Je suis heureux que vous, mes fils et mes filles soyez revenus des vendanges en ayant de belles couleurs, pleins de santé et contents de la façon que vous ont traité les patrons et leur personnel. Lorsqu’il faisait ici mauvais temps, j’avais beaucoup de peine en pensant que vous ne pourriez pas supporter la pluie persistante.

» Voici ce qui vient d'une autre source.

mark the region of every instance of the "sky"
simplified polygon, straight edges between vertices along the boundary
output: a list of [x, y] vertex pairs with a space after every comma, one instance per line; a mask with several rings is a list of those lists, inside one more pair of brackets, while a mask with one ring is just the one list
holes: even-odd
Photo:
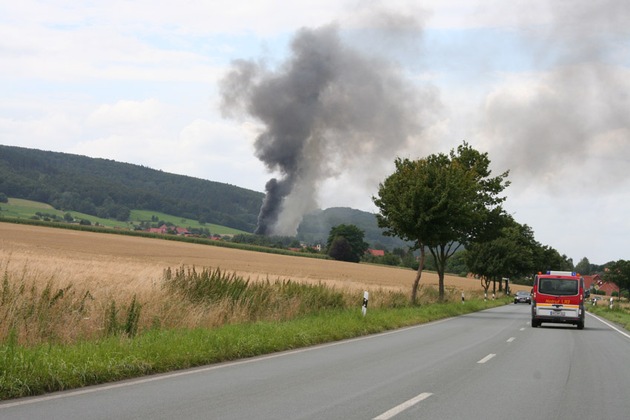
[[396, 157], [466, 141], [541, 244], [630, 259], [627, 22], [627, 0], [0, 0], [0, 144], [275, 179], [290, 230], [376, 212]]

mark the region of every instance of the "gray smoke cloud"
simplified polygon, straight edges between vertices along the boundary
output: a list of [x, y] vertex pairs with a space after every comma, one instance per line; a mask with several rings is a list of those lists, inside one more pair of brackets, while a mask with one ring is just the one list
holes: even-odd
[[262, 123], [256, 157], [280, 174], [267, 182], [259, 234], [294, 235], [324, 180], [357, 163], [392, 162], [438, 105], [432, 89], [419, 89], [395, 61], [350, 46], [336, 25], [299, 30], [277, 68], [234, 61], [220, 90], [224, 116]]
[[[549, 2], [546, 32], [529, 28], [537, 63], [526, 88], [489, 96], [480, 138], [514, 177], [552, 193], [627, 181], [630, 165], [630, 2]], [[568, 179], [577, 180], [573, 184]]]

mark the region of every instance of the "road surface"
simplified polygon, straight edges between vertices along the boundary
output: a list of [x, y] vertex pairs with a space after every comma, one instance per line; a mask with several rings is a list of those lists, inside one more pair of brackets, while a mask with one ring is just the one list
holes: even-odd
[[0, 419], [628, 418], [628, 332], [590, 314], [531, 328], [529, 310], [6, 401]]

Cher fils Sebastian. Je réponds à ta lettre datée du 24. Je vois que tu as eu beaucoup de chance en ayant été vendanger, puisque tes patrons t’ont bien traité, et veulent même que tu ailles travailler dans leur propriété. Tu ne peux pas t’imaginer le degré de ma satisfaction en apprenant que tu as su t’acquitter de ton devoir. J’espère que tu continueras à te comporter comme tu l’as fait. Ne te crève pas au travail, car « plus fait la douceur que la violence ».
Ne te mêle pas bêtement aux discussions sur la politique, car c’est où s’élèvent ceux qui sont méchants et où s’écroulent ceux qui sont bons.
Nous à partir d’aujourd’hui, nous devons être neutre parce que nous avons souffert suffisamment pour mériter le droit de manger, travailler et dormir en paix. Cela dit, moi, je ne veux plus participer aux discussions politiques de mes compagnons, puisque je me rends compte que chacun de nous pense à sa façon. Il n’existe pas de vraie union entre nous. Nul ne peut avoir tort. Tous nous prétendons détenir la vérité réelle. Comme on dit habituellement : « tant de têtes, tant d’opinions ».
Chers Valero et Juana. Merci pour votre lettre. Maria, je te suis reconnaissante pour ton aimable lettre, et je te félicite pour le soin que tu témoignes à tes frères.
Dans le colis que j’ai reçu il manque un morceau de savon.